# Heated Front Seats



## NotFastEnough (Mar 9, 2006)

Hello everyone. Did the GTO's come with an option for heated front seats? I am thinking about purchasing one for a daily driver to replace my eldorado. I live in Michigan and will say i like the heated seats for those cold michigan mornings. I had looked at a 2004 GTO and it did not have them. So i was just wondering if it was even offered as an option or not. (This is def not a deciding factor in the purchase, but i was just curious)

Thanks.


----------



## fergyflyer (Apr 18, 2005)

There wasn't a heated seat option in the GTO. 

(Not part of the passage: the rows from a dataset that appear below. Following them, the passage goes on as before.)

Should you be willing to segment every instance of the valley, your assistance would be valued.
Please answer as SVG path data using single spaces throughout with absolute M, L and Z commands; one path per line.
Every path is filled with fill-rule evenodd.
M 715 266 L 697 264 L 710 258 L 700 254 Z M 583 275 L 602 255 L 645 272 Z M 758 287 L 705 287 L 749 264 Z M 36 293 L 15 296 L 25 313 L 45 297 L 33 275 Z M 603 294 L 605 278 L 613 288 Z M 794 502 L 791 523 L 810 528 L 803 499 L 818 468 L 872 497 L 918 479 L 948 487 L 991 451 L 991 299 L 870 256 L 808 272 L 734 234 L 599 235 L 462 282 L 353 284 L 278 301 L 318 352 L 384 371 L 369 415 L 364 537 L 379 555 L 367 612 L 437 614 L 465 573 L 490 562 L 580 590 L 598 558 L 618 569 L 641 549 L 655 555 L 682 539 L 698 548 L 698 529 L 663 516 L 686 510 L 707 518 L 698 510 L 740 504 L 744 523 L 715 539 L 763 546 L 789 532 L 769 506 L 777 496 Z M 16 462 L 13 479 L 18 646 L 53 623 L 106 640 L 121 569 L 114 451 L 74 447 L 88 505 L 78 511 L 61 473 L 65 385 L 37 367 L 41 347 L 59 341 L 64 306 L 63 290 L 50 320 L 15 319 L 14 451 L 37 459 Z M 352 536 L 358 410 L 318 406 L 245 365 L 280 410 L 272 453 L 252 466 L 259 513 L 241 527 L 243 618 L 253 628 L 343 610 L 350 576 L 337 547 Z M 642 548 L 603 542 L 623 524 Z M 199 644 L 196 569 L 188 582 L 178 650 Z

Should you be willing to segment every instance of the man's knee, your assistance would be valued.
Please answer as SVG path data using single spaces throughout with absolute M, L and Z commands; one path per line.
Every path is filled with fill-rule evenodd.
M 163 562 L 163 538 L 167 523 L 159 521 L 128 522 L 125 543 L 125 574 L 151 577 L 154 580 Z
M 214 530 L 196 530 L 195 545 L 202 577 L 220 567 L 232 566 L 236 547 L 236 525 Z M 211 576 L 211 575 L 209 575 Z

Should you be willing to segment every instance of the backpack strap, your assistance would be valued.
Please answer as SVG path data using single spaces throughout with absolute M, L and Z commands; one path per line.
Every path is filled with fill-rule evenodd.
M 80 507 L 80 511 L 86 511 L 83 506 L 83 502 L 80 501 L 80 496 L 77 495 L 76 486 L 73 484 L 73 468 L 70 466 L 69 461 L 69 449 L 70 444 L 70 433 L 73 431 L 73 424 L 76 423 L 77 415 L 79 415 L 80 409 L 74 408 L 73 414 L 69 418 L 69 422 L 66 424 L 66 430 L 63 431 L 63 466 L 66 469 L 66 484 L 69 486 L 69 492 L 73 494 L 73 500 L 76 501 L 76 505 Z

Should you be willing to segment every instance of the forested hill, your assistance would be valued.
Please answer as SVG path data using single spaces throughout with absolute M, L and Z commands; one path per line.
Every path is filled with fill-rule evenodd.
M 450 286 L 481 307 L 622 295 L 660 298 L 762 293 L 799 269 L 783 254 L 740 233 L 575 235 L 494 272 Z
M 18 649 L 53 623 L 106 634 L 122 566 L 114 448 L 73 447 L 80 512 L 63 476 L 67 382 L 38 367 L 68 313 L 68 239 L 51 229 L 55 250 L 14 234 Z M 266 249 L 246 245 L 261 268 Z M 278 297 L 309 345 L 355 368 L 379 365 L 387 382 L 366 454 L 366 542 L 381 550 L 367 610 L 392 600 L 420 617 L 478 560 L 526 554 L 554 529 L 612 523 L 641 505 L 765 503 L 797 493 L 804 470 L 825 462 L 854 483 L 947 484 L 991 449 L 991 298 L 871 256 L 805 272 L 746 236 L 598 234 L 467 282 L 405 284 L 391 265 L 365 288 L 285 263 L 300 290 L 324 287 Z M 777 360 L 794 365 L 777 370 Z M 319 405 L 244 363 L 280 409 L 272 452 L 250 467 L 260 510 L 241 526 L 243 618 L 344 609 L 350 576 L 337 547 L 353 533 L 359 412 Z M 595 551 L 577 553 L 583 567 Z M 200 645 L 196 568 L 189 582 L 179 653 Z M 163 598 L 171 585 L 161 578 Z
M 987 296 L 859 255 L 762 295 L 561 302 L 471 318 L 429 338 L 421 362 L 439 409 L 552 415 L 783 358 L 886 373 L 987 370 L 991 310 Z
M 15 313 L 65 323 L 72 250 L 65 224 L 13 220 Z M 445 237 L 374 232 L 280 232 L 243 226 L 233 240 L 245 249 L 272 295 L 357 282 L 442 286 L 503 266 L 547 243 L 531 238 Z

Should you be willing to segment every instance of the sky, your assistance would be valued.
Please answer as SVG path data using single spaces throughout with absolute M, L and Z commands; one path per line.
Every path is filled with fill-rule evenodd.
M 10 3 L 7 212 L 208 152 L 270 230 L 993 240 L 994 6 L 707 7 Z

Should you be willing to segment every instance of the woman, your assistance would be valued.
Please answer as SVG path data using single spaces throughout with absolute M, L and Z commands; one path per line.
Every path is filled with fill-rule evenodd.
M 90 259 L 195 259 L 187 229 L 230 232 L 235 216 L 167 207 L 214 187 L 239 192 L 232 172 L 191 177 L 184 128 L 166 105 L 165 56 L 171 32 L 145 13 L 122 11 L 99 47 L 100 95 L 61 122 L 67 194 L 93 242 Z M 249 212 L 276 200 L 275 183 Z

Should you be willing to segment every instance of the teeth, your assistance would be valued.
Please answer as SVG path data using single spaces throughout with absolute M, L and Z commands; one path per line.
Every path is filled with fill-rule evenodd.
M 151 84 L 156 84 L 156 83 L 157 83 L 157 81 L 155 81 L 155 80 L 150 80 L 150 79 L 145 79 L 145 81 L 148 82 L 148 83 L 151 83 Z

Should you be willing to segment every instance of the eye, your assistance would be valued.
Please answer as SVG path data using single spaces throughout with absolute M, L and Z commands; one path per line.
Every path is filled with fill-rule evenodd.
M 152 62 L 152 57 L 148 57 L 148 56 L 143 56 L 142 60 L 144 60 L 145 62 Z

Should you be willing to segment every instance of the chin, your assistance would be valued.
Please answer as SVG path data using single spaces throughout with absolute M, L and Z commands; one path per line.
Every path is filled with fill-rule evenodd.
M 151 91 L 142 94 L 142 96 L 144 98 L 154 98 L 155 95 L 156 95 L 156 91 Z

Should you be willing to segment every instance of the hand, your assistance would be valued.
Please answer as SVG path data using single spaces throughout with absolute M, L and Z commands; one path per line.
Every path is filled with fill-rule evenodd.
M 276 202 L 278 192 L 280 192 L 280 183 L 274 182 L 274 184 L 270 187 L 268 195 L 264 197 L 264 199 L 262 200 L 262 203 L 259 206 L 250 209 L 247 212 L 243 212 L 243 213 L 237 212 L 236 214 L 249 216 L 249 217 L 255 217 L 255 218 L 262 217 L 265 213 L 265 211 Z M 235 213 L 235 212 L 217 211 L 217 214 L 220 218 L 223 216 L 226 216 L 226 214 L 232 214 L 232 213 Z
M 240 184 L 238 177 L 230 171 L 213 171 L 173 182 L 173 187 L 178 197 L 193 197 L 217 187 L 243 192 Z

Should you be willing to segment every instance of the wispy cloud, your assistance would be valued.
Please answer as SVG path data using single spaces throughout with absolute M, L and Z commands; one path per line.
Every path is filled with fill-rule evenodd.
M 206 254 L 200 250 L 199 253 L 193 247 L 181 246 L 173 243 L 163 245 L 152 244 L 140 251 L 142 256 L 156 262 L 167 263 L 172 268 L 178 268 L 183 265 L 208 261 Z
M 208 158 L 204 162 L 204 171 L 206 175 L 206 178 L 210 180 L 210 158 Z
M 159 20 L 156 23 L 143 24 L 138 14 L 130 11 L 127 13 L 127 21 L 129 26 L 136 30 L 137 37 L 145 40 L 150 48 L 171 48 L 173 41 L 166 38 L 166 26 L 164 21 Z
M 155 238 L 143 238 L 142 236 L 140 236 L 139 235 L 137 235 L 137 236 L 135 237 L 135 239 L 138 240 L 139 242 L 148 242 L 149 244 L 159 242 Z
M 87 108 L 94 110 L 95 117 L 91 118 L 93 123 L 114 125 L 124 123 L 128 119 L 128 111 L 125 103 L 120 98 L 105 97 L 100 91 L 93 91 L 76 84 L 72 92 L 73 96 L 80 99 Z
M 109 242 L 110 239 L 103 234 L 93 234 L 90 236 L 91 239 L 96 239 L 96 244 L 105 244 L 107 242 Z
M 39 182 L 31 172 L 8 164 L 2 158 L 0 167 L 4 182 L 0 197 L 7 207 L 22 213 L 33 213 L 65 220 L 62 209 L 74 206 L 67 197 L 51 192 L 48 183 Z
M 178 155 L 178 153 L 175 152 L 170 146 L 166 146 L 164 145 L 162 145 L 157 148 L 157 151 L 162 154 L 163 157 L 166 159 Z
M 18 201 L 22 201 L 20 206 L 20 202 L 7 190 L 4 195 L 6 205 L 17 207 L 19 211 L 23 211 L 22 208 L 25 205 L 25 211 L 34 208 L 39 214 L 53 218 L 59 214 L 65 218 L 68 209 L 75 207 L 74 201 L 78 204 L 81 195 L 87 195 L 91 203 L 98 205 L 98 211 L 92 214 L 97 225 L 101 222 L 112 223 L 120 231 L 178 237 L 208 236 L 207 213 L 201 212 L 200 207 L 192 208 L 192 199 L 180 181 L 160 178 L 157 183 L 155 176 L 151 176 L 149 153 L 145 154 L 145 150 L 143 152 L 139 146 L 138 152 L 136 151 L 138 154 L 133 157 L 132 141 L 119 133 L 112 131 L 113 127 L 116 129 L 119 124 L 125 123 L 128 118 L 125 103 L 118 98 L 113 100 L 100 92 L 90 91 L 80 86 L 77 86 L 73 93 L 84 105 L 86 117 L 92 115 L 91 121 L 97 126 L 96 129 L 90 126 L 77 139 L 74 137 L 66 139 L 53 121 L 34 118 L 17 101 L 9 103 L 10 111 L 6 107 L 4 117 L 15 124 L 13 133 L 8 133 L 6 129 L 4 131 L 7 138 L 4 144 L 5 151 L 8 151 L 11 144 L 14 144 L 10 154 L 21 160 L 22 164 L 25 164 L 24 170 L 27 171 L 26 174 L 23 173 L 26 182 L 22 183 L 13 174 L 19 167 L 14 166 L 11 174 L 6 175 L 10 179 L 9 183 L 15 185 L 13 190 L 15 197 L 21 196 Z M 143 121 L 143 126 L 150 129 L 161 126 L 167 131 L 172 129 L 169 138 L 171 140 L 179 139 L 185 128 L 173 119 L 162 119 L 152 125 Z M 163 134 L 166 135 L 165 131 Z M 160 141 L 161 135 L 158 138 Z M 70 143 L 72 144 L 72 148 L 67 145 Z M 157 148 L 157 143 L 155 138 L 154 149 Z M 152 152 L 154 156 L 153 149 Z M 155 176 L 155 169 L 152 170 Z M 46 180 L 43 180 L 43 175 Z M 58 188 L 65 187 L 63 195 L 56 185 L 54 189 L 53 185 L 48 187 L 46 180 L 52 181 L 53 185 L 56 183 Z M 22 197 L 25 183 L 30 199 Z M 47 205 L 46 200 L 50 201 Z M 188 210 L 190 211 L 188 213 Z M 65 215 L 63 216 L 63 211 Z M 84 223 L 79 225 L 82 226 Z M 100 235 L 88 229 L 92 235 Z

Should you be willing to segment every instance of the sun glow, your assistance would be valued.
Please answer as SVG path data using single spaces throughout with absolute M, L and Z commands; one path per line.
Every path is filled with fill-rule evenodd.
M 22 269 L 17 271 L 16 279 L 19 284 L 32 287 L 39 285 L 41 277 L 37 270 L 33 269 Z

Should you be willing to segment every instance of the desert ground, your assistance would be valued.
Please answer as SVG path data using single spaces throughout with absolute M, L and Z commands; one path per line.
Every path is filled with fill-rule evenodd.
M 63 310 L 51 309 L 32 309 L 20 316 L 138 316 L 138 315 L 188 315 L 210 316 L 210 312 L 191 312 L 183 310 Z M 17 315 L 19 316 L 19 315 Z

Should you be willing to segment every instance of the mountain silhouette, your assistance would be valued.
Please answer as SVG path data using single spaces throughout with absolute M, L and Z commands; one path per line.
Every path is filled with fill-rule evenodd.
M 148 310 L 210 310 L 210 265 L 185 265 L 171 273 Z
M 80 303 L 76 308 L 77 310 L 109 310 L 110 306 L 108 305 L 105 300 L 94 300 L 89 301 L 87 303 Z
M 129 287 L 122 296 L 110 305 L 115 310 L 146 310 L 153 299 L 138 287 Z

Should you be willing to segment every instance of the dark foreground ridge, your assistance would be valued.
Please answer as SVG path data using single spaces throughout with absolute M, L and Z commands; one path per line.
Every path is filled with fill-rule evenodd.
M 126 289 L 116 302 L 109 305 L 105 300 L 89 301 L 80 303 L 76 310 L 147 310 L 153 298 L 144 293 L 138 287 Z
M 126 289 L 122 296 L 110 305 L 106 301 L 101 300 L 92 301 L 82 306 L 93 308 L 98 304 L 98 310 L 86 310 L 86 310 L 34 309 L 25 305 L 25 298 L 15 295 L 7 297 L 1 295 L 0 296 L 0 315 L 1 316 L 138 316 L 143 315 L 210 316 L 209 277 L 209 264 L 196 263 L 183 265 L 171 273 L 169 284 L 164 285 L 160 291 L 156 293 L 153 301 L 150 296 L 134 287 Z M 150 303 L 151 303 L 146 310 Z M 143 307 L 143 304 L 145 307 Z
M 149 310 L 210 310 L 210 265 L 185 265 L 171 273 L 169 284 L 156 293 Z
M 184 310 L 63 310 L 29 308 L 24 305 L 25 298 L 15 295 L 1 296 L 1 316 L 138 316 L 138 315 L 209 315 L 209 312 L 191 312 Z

I did have heated seats in mine though. Unfortunately that was from the summertime Florida sun. Every time you go to sit on black leather seats here, it's HOT! HOT! HOT! HOT! HOT! HOT!


----------



## NJG8GT (Nov 14, 2007)

*You can always add em*

Here is a link to pfyc.com. you can get a kit to make your seats heated. Clink on link below:


http://www.pfyc.com/c/GT/2004-2006+Pontiac+GTO+Accessories+Store.html


----------



## cwbimp (Nov 8, 2006)

sure you can put the aftermarket seat warmers in your car then it will burn though the seat I have just come to the conclusion that the gto is from down under it does nt have a lot of options a new gm cars have on them onstar,xm,nav,heated seats, rear cup holders, sunroof, just to name a few


----------



## NJG8GT (Nov 14, 2007)

*Heated Seats*

Then put them in your mother-in-laws car!


----------



## NotFastEnough (Mar 9, 2006)

thanks for the replies


----------